The B.C. Liberal government is ignoring dead forests — a policy that will haunt the Interior economy for decades, Opposition leader Adrian Dix charged Thursday.
“We don’t know key questions about the inventory in our own province. That’s one of the things they learned today at this conference,” Dix told reporters in an interview.
The New Democrat, fresh from a poll that places him as B.C.’s most popular leader, was the keynote speaker at a Western Silviculture Contractors’ Association conference in Kamloops.
Dix said the province is ignoring forests killed by mountain pine beetle that have either not been replanted or have not regrown naturally. Those areas are known in ministry lingo as not sufficiently restocked.
“The Interior will pay a significant price for that.”
Dix said the B.C. Liberals cut B.C. Forest Service staff and reduced research funding, making estimates of not sufficiently restocked areas something like a wild guess. NDP MLAs said the B.C. Forest Practices Board reported that number is about two million hectares of logged forest that is not regrowing.
“Pat Bell (former forest minister) said 284,000 (hectares not regrowing). Now they’re saying 715,000. The Forest Practices Board today said two million.”
That failure hurts B.C.’s economy now and for generations, Dix said.
“Government believes if you don’t do an inventory, don’t do research — it doesn’t matter. They’re taking the principle if a tree falls in the forest and no one hears it then it doesn’t make a sound… . That’s not good forest policy.”
Earlier in the day, Jobs Forest and Innovation Minister Pat Bell pledged a $550,000 grant for a human resources strategy for the silviculture industry, which is struggling to recruit and retain workers for the skilled and difficult work of planting, spacing and brushing.
Dix lauded the investment, saying it’s important for the industry to improve its human resources.

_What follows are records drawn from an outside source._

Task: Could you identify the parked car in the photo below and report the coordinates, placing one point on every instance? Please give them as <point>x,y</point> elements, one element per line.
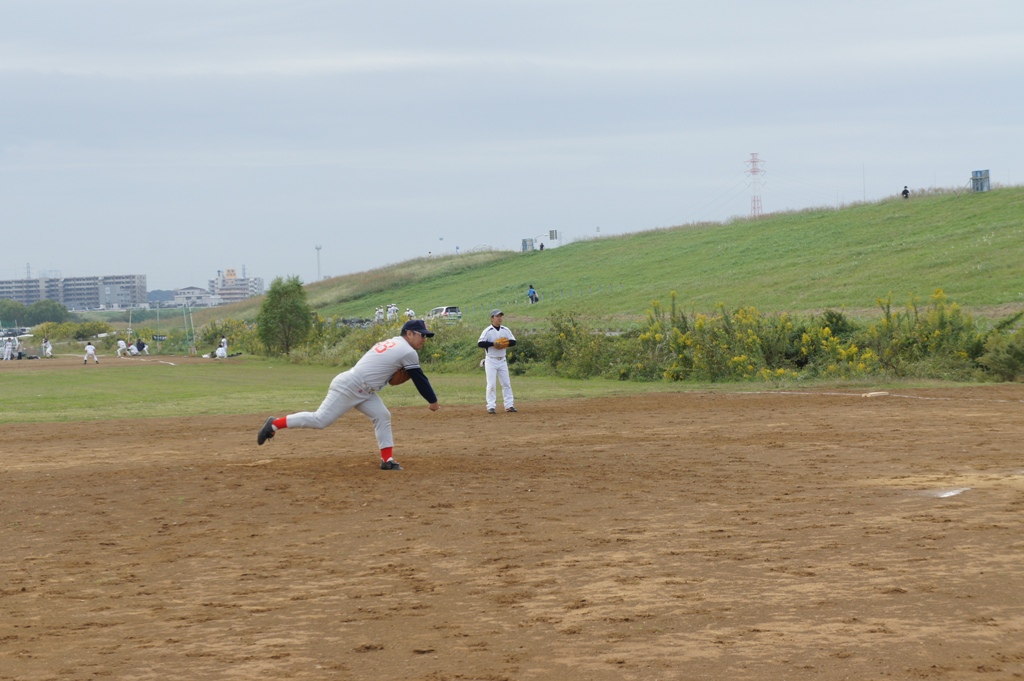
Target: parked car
<point>445,313</point>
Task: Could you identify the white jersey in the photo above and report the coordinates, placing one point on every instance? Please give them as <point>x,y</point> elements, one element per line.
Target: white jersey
<point>491,334</point>
<point>382,360</point>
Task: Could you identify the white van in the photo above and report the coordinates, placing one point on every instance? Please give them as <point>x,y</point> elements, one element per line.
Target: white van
<point>448,313</point>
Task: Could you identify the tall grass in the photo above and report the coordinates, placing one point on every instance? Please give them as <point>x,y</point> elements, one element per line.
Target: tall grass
<point>969,245</point>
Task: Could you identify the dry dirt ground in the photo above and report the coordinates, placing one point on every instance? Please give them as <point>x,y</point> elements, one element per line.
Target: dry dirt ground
<point>820,535</point>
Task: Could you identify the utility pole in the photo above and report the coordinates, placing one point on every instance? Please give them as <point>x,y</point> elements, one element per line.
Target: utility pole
<point>756,171</point>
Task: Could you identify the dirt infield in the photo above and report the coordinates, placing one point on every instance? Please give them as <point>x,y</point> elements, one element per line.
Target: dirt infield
<point>781,536</point>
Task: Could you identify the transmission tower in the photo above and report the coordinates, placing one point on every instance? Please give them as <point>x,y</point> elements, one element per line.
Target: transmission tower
<point>755,171</point>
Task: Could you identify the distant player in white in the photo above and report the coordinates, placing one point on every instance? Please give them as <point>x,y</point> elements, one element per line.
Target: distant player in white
<point>495,367</point>
<point>356,388</point>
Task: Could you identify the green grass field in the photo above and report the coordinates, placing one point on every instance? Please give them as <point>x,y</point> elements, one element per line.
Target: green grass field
<point>970,245</point>
<point>136,390</point>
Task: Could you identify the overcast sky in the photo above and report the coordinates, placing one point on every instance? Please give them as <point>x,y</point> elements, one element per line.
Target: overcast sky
<point>177,138</point>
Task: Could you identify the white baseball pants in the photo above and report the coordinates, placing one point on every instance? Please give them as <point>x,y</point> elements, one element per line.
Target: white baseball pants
<point>346,393</point>
<point>497,371</point>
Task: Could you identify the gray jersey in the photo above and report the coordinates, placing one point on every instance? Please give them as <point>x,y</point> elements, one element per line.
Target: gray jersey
<point>491,334</point>
<point>382,360</point>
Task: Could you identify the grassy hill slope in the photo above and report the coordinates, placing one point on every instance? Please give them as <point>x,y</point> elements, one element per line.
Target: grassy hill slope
<point>970,245</point>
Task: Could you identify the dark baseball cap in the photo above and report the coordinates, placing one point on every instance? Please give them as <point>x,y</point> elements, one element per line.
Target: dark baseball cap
<point>418,326</point>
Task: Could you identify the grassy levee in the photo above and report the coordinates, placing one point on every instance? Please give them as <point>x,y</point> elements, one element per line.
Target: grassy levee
<point>136,390</point>
<point>969,245</point>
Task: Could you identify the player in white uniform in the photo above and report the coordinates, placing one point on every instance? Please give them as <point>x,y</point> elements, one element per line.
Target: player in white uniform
<point>495,367</point>
<point>356,388</point>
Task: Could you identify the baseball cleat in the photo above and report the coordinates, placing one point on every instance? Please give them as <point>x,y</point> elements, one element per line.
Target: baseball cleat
<point>266,432</point>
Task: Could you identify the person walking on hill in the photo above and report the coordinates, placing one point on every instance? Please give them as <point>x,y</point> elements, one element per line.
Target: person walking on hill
<point>495,339</point>
<point>357,387</point>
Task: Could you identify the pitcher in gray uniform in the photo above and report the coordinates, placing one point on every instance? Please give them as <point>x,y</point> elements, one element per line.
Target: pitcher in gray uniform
<point>356,388</point>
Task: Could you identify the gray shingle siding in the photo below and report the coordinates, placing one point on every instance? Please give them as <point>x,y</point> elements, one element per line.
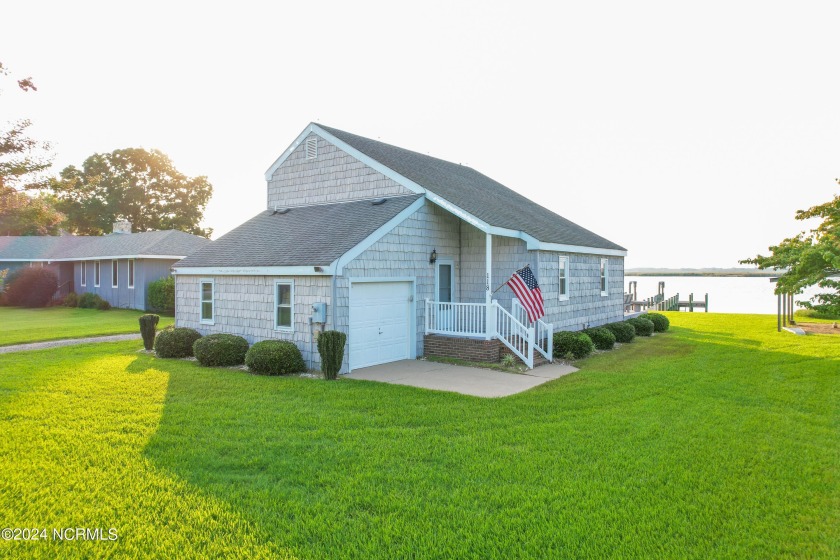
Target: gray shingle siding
<point>331,177</point>
<point>244,305</point>
<point>586,307</point>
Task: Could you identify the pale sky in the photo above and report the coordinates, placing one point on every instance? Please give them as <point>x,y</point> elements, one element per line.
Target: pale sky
<point>687,132</point>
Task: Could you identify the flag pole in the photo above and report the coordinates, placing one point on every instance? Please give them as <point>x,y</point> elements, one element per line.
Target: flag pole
<point>514,272</point>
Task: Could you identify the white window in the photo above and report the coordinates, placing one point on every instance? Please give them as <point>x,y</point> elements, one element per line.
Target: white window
<point>563,285</point>
<point>605,276</point>
<point>284,313</point>
<point>208,313</point>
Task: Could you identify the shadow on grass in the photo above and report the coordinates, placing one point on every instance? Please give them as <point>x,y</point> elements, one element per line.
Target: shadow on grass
<point>693,448</point>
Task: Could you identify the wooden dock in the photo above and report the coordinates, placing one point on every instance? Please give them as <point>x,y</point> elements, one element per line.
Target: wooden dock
<point>660,303</point>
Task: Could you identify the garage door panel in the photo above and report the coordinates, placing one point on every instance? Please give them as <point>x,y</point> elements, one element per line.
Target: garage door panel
<point>380,323</point>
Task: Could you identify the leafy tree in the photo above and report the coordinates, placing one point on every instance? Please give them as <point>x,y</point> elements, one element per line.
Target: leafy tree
<point>810,258</point>
<point>23,161</point>
<point>133,184</point>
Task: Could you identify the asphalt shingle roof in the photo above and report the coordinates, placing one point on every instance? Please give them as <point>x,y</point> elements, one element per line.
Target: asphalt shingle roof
<point>169,243</point>
<point>478,194</point>
<point>305,235</point>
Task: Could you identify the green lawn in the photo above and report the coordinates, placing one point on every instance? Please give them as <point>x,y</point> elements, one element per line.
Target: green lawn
<point>719,439</point>
<point>52,323</point>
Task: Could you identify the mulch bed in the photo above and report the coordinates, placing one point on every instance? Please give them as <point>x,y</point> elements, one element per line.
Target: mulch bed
<point>818,328</point>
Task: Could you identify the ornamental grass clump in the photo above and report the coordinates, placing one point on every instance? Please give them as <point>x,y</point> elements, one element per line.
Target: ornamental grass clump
<point>602,338</point>
<point>331,348</point>
<point>643,327</point>
<point>176,342</point>
<point>148,328</point>
<point>274,357</point>
<point>623,331</point>
<point>220,350</point>
<point>569,344</point>
<point>660,321</point>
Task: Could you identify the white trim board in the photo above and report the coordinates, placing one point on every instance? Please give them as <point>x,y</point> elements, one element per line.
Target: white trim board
<point>252,270</point>
<point>380,232</point>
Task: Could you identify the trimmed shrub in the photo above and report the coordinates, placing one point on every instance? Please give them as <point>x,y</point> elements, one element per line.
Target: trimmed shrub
<point>643,327</point>
<point>575,344</point>
<point>30,287</point>
<point>660,321</point>
<point>603,338</point>
<point>148,326</point>
<point>71,300</point>
<point>220,350</point>
<point>624,332</point>
<point>331,349</point>
<point>176,343</point>
<point>274,357</point>
<point>161,294</point>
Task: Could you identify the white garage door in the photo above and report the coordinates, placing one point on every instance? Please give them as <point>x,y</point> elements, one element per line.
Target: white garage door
<point>380,323</point>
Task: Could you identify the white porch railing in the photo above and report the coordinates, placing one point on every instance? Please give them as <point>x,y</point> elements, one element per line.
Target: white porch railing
<point>473,320</point>
<point>456,319</point>
<point>544,339</point>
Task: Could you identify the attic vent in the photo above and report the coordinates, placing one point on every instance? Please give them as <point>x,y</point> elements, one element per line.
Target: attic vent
<point>311,148</point>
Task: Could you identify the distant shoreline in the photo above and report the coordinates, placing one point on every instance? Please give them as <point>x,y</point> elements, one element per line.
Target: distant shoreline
<point>761,274</point>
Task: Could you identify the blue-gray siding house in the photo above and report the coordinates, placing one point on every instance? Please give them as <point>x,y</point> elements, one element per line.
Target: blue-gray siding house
<point>399,250</point>
<point>118,267</point>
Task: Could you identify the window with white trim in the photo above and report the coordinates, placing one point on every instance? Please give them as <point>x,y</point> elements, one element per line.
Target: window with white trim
<point>284,298</point>
<point>605,276</point>
<point>208,288</point>
<point>563,284</point>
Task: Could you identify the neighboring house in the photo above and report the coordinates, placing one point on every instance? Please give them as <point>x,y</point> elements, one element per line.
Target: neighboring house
<point>405,251</point>
<point>118,267</point>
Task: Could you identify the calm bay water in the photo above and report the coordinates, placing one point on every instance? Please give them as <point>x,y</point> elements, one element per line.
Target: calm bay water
<point>726,294</point>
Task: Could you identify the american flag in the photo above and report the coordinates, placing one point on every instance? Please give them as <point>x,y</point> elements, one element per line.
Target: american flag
<point>524,285</point>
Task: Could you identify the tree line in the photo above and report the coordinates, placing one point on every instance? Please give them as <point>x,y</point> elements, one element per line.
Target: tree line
<point>135,184</point>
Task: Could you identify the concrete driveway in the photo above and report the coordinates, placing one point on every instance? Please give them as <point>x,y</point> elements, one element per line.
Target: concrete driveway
<point>459,379</point>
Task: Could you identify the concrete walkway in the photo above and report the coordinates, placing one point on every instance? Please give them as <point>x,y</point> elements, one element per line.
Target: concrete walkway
<point>459,379</point>
<point>66,342</point>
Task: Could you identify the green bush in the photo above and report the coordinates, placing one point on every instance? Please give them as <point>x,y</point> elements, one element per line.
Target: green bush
<point>575,344</point>
<point>331,348</point>
<point>660,321</point>
<point>603,338</point>
<point>274,357</point>
<point>30,287</point>
<point>71,300</point>
<point>624,332</point>
<point>220,350</point>
<point>176,342</point>
<point>148,326</point>
<point>643,327</point>
<point>161,294</point>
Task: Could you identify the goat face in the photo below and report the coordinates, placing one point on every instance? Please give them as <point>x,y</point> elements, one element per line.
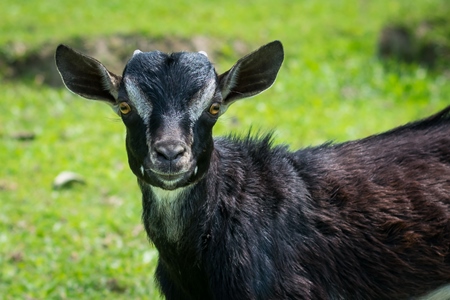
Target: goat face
<point>169,104</point>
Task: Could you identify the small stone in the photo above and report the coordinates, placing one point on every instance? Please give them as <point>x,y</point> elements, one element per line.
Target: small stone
<point>67,179</point>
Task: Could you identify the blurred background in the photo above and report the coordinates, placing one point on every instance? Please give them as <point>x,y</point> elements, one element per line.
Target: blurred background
<point>352,68</point>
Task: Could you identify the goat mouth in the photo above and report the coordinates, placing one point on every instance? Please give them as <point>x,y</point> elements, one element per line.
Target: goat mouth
<point>169,181</point>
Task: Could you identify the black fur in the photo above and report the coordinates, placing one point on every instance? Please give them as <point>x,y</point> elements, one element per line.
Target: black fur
<point>366,219</point>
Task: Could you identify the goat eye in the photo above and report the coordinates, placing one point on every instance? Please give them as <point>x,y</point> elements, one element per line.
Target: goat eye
<point>214,109</point>
<point>124,108</point>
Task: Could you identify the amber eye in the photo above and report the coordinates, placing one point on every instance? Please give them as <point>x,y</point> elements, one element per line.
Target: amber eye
<point>214,109</point>
<point>124,108</point>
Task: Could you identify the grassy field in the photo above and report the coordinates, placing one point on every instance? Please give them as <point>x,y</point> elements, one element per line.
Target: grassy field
<point>87,242</point>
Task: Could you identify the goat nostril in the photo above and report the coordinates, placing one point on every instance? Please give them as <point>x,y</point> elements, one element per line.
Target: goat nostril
<point>169,151</point>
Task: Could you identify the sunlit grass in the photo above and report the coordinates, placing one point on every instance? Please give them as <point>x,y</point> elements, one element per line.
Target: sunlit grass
<point>87,242</point>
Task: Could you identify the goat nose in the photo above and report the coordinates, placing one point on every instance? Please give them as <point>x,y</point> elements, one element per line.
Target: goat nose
<point>169,150</point>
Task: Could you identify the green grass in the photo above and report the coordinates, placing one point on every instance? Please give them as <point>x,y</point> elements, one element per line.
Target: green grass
<point>87,242</point>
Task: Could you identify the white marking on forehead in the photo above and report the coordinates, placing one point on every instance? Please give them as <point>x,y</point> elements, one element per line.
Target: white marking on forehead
<point>202,100</point>
<point>138,99</point>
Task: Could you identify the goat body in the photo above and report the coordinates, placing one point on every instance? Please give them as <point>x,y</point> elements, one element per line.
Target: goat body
<point>239,218</point>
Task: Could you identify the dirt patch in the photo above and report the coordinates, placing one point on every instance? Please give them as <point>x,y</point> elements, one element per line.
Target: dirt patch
<point>18,62</point>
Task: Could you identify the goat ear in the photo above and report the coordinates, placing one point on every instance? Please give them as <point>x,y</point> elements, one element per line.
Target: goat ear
<point>252,74</point>
<point>86,76</point>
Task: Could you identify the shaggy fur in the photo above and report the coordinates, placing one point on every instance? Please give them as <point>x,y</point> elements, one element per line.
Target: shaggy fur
<point>242,219</point>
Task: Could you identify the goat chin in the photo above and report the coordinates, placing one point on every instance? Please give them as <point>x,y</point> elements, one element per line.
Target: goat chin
<point>240,218</point>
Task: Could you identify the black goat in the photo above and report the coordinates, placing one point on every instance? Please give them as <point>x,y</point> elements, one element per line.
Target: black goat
<point>243,219</point>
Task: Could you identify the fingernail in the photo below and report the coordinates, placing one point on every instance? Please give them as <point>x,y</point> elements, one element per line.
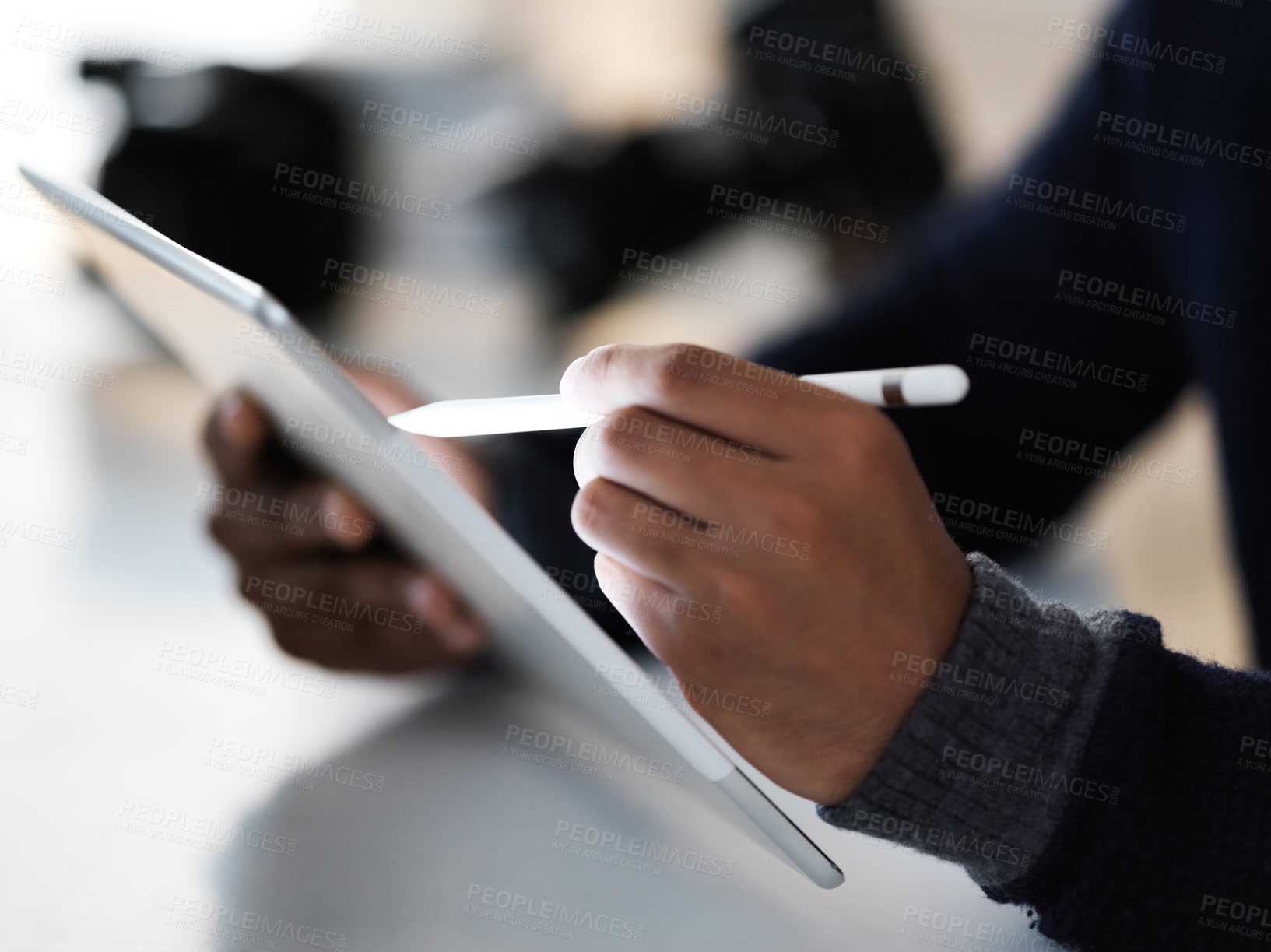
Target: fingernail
<point>234,421</point>
<point>570,379</point>
<point>423,598</point>
<point>341,520</point>
<point>460,637</point>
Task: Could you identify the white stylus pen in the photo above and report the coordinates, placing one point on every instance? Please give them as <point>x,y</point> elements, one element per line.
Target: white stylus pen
<point>936,385</point>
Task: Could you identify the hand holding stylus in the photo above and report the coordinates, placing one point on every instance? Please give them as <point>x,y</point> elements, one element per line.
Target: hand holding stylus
<point>799,516</point>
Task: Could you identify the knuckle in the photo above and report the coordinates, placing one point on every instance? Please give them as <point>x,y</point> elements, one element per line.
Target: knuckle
<point>221,529</point>
<point>795,515</point>
<point>669,378</point>
<point>873,439</point>
<point>590,511</point>
<point>620,434</point>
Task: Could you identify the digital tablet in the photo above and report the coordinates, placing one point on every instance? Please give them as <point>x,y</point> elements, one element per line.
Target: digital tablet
<point>232,335</point>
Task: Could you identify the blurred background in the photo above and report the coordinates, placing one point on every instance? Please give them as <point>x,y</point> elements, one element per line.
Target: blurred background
<point>540,142</point>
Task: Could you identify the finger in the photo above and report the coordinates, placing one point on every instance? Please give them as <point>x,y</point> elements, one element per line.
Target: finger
<point>678,465</point>
<point>717,393</point>
<point>242,445</point>
<point>637,599</point>
<point>262,525</point>
<point>655,542</point>
<point>367,614</point>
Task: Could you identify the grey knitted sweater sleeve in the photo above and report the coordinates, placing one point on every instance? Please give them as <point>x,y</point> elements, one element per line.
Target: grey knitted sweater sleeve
<point>988,759</point>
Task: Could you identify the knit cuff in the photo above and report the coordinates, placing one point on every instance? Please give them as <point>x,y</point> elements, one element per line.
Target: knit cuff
<point>987,761</point>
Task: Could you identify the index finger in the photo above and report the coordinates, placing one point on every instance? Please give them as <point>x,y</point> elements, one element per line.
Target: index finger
<point>722,394</point>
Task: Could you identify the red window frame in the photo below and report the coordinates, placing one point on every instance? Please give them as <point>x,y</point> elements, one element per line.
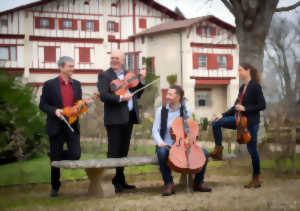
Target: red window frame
<point>9,52</point>
<point>142,23</point>
<point>50,54</point>
<point>62,27</point>
<point>116,26</point>
<point>37,21</point>
<point>84,54</point>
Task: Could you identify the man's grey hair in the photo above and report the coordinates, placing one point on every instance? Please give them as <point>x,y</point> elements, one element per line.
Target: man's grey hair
<point>63,59</point>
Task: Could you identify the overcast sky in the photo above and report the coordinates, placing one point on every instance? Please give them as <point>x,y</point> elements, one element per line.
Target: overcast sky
<point>190,8</point>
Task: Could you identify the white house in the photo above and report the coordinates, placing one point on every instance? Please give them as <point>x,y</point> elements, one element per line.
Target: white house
<point>203,53</point>
<point>34,36</point>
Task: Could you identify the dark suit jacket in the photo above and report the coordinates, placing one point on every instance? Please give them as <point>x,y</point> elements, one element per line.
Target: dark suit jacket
<point>116,112</point>
<point>51,100</point>
<point>253,101</point>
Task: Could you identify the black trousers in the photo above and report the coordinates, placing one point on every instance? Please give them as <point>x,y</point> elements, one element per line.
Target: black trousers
<point>119,136</point>
<point>57,153</point>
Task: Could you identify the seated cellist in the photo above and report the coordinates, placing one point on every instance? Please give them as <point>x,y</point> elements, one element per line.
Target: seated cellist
<point>253,101</point>
<point>164,117</point>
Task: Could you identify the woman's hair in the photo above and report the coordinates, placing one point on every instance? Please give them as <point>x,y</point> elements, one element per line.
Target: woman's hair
<point>254,73</point>
<point>179,91</point>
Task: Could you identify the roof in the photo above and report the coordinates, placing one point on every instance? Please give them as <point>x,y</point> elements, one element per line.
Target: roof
<point>182,24</point>
<point>151,3</point>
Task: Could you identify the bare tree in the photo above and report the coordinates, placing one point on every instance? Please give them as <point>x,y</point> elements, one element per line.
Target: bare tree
<point>253,19</point>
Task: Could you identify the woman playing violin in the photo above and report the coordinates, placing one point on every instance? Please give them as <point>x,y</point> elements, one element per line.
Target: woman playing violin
<point>249,103</point>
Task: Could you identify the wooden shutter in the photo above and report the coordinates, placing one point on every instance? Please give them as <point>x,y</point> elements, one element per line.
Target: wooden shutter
<point>96,26</point>
<point>212,61</point>
<point>83,25</point>
<point>199,30</point>
<point>37,22</point>
<point>153,64</point>
<point>213,31</point>
<point>229,61</point>
<point>84,55</point>
<point>142,23</point>
<point>116,27</point>
<point>51,23</point>
<point>195,61</point>
<point>74,24</point>
<point>61,23</point>
<point>50,54</point>
<point>164,96</point>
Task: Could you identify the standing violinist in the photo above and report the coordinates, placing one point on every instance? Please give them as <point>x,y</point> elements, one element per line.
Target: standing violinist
<point>253,101</point>
<point>58,93</point>
<point>120,113</point>
<point>164,117</point>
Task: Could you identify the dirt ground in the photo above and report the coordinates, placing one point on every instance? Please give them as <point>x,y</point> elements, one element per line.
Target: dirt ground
<point>279,192</point>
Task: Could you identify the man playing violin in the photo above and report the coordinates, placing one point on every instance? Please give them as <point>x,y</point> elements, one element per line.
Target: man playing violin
<point>120,113</point>
<point>58,93</point>
<point>164,117</point>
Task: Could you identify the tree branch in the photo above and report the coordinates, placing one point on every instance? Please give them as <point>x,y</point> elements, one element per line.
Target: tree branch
<point>285,9</point>
<point>228,5</point>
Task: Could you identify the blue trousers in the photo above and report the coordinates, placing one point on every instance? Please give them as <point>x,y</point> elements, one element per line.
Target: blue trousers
<point>229,123</point>
<point>163,154</point>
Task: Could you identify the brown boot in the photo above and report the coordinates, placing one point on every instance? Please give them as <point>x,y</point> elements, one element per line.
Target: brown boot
<point>201,188</point>
<point>169,190</point>
<point>255,183</point>
<point>217,154</point>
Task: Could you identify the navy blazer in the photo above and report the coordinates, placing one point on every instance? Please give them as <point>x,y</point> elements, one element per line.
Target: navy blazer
<point>51,100</point>
<point>253,101</point>
<point>116,112</point>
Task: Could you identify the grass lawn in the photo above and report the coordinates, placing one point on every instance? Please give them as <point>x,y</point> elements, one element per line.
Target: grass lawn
<point>38,170</point>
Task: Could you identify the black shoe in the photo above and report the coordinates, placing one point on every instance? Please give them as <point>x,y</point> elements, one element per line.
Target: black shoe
<point>54,193</point>
<point>128,187</point>
<point>118,188</point>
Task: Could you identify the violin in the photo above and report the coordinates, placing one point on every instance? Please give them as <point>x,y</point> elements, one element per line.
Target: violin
<point>120,87</point>
<point>72,112</point>
<point>185,155</point>
<point>243,135</point>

But Dix said the Opposition will continue to push the government toward a better forest policy.
“We’re talking about having an industry in 10, 20, 30 years. Right now we seem to have a policy that says ‘all that matters is this year.’”
But Dix said the party is not promising to turn back the forest policy to the decade before the B.C. Liberals. The newly elected government cut rules that tied forests to local communities. Those changes punched a whole in many rural parts of the province, which saw local trees driven to large, centralized mills.
“We have to operate on basis of what is, not what was,” Dix said.